## KonradZuse Group Title Find the characteristic EQ of the following matrix. 2 years ago 2 years ago

@TuringTest pic to follow.

[7*lambda-8+(lambda-5)*(lambda(lambda)-1)] seems to be the answer, accordng to my book in the first question it gave the "characteristic polynomial" as the answer... So I wanted to do the same here.

4. TuringTest

which problem are you doing?

5. TuringTest

all of them in exercise 6?

6. phi

I assume you know to subtract lambda from the diagonals, then find the determinant of that matrix?

I'm doing 6E

MY book just shows for a 2x2 matrix that it's lambda - # on the main diagonal, and everything else is negated.

so I took the determinant for the 3x3, but my book wants the characteristic EQ, which is what I posted above, but the answer in the b ook showed the polynomial characteristic which was lambda^3 etc etc and then sifted out....

10. TuringTest

$A=\left[\begin{matrix}5&0&1\\1&1&0\\-7&1&0\end{matrix}\right]$$(\lambda I-A)=0=\left|\begin{matrix}\lambda-5&0&-1\\-1&\lambda-1&0\\7&-1&\lambda\end{matrix}\right|$take the determinant and what do you get?

I got [7*lambda-8+(lambda-5)*(lambda(lambda)-1)]

as shown in my pic

13. TuringTest

I don't think you simplified correctly...

Idk check my pic, that's what maple gave me anyways....

[(lambda-5)*(lambda-1)(lambda)+7*(0*0)-(-1)*(-1)]+[(lambda-1)*7+(lambda-5)*0-(0*(-1))*lambda]

16. phi

I have always done det(A - lambda*I)=0

That's what the book shows us.

18. phi

It comes from $Ax =\lambda x$ or $Ax -\lambda x=0$ $(A -\lambda I) x=0$

19. TuringTest

$(\lambda-5)(\lambda-1)(\lambda)+(-1)^3-[7(\lambda-1)(-1)]=0$what @phi said is true, you can do it either way

Yeah the book says that, then goes into normal determinants.e

Why is it only [7(λ−1)(−1)]?

22. TuringTest

the other parts have 0's so we can ignore them

and why do you only do it twice?
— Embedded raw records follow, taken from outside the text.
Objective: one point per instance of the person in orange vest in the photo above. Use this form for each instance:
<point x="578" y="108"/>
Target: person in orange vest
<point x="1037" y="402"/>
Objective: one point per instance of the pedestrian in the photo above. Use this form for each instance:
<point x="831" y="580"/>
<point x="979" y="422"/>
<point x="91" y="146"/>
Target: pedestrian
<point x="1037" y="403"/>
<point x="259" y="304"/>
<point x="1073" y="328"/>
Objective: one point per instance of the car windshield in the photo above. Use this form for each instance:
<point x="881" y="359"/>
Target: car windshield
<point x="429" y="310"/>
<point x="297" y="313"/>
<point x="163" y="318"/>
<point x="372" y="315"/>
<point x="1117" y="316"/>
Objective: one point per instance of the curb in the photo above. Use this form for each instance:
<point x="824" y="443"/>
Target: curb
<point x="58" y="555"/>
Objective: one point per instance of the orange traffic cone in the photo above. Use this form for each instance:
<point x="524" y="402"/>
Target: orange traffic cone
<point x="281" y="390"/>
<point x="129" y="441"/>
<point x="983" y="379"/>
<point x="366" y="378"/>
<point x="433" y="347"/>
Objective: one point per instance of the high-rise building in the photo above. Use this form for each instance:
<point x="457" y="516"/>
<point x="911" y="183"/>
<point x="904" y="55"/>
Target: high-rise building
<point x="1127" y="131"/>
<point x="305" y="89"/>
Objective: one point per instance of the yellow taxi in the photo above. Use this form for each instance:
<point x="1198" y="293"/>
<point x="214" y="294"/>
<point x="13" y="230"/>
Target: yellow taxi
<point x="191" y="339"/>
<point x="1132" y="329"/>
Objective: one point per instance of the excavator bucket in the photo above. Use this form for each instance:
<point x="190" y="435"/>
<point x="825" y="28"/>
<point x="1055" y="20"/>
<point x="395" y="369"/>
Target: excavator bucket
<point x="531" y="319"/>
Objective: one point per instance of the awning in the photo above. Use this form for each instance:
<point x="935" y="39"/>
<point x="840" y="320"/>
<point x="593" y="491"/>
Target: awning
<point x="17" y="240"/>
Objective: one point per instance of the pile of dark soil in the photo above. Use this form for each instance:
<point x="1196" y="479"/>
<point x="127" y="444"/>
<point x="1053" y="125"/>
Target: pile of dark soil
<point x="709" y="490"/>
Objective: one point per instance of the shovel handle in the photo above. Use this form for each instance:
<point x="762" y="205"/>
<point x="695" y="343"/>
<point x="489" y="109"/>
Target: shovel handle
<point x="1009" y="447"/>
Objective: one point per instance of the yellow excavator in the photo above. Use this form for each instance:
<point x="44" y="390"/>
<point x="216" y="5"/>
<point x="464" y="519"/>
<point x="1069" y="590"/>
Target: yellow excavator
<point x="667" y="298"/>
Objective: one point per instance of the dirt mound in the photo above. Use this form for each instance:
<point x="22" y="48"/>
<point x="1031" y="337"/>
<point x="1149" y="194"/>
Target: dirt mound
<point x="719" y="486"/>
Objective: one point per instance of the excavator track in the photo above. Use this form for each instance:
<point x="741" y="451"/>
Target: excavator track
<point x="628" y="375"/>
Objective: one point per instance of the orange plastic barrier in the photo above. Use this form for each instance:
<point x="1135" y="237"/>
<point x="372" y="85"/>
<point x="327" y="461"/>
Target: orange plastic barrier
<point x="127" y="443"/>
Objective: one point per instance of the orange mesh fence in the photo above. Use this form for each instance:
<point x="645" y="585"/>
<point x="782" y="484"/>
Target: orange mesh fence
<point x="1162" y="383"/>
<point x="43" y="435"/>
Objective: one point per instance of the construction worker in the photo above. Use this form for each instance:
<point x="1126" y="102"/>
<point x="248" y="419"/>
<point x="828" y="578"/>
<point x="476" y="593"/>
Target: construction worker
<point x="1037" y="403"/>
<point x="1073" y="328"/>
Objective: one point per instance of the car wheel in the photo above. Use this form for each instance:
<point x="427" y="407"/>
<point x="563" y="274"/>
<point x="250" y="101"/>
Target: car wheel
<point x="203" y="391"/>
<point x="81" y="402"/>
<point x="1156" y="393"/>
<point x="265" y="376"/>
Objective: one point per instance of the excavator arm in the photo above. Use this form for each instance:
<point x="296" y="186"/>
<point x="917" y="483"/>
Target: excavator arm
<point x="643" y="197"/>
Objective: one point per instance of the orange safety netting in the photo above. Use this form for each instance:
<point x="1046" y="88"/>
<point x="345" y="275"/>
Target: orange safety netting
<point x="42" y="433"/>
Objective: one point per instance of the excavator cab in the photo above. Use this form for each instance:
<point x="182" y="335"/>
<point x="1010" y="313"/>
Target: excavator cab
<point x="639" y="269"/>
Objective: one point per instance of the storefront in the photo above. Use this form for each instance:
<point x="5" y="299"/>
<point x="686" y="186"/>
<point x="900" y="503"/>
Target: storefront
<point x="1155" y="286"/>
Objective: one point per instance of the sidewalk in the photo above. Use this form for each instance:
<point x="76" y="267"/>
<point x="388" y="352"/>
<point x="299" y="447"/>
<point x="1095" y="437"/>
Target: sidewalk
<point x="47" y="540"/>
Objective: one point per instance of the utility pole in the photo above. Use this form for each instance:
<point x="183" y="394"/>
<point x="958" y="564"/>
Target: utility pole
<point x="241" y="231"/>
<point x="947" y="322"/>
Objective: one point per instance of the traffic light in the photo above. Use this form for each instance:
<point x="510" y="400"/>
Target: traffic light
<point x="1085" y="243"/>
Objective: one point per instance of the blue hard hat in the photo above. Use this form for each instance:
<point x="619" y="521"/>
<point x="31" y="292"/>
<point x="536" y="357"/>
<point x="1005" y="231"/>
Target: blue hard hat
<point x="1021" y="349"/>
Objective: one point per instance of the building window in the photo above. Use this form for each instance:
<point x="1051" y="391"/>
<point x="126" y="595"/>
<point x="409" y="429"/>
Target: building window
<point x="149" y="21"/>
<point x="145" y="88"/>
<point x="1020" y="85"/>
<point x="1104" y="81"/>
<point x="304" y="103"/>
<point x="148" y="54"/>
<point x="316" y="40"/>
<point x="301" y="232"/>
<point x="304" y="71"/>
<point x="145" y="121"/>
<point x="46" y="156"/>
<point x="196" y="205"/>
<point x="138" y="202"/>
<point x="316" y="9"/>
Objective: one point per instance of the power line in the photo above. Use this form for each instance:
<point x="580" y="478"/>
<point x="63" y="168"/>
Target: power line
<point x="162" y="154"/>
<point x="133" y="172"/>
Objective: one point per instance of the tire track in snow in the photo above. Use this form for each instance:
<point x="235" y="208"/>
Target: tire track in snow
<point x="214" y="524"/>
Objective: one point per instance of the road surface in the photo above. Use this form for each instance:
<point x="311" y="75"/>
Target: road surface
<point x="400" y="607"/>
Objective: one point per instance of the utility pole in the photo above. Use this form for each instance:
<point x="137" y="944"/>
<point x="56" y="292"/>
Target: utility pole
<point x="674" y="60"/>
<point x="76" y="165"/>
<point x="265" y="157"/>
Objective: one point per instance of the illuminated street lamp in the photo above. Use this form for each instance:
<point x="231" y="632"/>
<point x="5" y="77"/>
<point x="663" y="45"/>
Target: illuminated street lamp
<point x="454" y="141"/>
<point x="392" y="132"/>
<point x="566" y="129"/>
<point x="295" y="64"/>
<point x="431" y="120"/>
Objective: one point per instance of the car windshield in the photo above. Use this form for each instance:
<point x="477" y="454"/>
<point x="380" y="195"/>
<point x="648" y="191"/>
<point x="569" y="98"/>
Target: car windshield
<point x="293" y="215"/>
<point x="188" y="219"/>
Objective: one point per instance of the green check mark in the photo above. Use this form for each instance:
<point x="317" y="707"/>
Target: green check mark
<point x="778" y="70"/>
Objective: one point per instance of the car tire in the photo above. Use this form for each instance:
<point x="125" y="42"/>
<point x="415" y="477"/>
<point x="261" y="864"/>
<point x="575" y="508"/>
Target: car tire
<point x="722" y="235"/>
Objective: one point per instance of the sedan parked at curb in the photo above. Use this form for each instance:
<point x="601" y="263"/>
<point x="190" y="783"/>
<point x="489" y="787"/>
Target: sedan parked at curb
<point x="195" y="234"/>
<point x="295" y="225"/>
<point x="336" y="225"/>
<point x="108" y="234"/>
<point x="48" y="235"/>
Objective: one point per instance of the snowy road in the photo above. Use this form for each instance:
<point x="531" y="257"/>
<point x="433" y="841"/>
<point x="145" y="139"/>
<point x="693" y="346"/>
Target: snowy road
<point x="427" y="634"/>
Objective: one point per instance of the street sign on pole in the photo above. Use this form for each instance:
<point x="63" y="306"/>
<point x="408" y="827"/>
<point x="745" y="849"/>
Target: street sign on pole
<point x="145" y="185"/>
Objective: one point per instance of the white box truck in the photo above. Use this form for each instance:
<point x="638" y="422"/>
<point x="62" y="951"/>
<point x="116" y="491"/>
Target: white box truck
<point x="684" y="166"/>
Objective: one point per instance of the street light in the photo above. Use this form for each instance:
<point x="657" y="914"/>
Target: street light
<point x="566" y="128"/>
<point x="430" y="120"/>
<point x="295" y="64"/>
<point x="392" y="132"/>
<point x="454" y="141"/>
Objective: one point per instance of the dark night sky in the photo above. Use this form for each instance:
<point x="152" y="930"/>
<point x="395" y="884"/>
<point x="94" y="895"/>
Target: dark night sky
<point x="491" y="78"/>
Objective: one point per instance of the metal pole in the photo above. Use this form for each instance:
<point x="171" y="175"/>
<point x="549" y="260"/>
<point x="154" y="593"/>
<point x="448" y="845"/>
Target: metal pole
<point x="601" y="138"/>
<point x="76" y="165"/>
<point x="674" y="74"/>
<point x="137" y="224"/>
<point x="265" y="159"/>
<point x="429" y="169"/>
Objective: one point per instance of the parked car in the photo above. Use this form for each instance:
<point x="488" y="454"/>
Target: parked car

I'm so confused. I thought the diagonal rule is 3 diags - 3 diags.

oic yeah.

deerrp :P

I don't like Maple's answer >( Wolfram doesn't either :P.

27. phi

I use co-factors (L-5) * det (lower right 2x2) ignore the 0 -1 * det(lower left 2x2)

I hate co factors... From TT's example I get [-7*lambda(-1)+1+(lambda(lambda-1))(lambda)] = 0

[((lambda-5)(lambda-1))(lambda)+(-1)^3]+[-7*(lambda-1)(-1)] = 0; [-7 lambda(-1) + 1 + lambda(lambda - 1)(lambda)] = 0

I just took what you did and entered it into Maple :P.

oh I think I know what Id id :P.

> [((lambda-5)(lambda-1))(lambda)+(-1)^3]+[-7*(lambda-1)(-1)] = 0; [-7 lambda(-1) + 1 + lambda(lambda - 1)(lambda)] = 0

I frogot to add some extra brackets :). Does this shizzle look better >(

Same thing it looks like >(

35. TuringTest

$(\lambda-5)(\lambda-1)(\lambda)+(-1)^3-[7(\lambda-1)(-1)]=0$$\lambda^3-6\lambda^2+5\lambda-1+7\lambda-7=0$$\lambda^3-6\lambda^2+12\lambda-8=0$I could have messed up, but I did it by eye...

TT never messes up :)

37. TuringTest

hehe, that attitude has cost me plenty of credits, so I strongly suggest you double-check me, and everyone else for that matter, on everything. I appreciate the confidence though :)

Normally maple gives me the good answer, but nope it's stupid :P.

40. TuringTest

yay :D always trust your brain first is the moral, I'd say Ok, dinner time, see ya!

NOOOOOOOOO!! 1 more quesitn plz.

42. TuringTest

$\lambda^3-6\lambda^2+12\lambda-8=(\lambda-2)^3=0$triple Eigenvalue, you can manage that I think ;) I really have to go, food getting cold read the link I gave you and good luck!!!!!!!!!!!!